なぜ、亀の瀬では地すべりが起きるのでしょうか
地すべりとは、斜面を構成している土地の一部が、おもに地下水の影響により、ある程度原形を保ったまま、ゆっくりと斜面下方に移動する現象です。
亀の瀬の地質は、大きく2つの層に分けられ、土台は岩石でできた硬い地層です。その上を、水を含んですべりやすい粘土質の地層が覆っています。2つの地層の境目はすべり台のように傾斜しており、硬い地層の表面はつるつるで大変すべりやすくなっており、この境目を「すべり面」と呼んでいます。

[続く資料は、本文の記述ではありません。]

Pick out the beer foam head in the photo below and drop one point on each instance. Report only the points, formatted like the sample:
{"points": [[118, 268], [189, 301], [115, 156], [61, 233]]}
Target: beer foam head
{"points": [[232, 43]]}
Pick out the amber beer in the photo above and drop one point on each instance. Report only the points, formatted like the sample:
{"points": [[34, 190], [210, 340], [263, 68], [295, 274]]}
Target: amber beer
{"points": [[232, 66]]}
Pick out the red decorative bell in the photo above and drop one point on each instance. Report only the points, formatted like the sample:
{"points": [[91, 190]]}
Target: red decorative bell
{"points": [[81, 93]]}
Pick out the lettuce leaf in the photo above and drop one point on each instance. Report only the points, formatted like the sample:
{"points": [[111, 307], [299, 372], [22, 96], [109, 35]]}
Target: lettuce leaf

すべり面までの深さは、亀の瀬の場合、最大約70mもの深さがあります。しかも、長さ約1,100m、幅約
1,000mにわたって広がっており亀の瀬では、その大量の土砂(約1,500万m³)がすべり落ちてくるため、被害が大きくなってしまうのです。
大和川の河床が何度も隆起している原因は、亀の瀬の地すべり面が大和川の下に広がっているためです。そのため、すべり落ちた土が川に入ると河床をせり上げ、土砂災害に加え、河床の隆起による川の閉塞が広い範囲に水害をもたらしていたのです。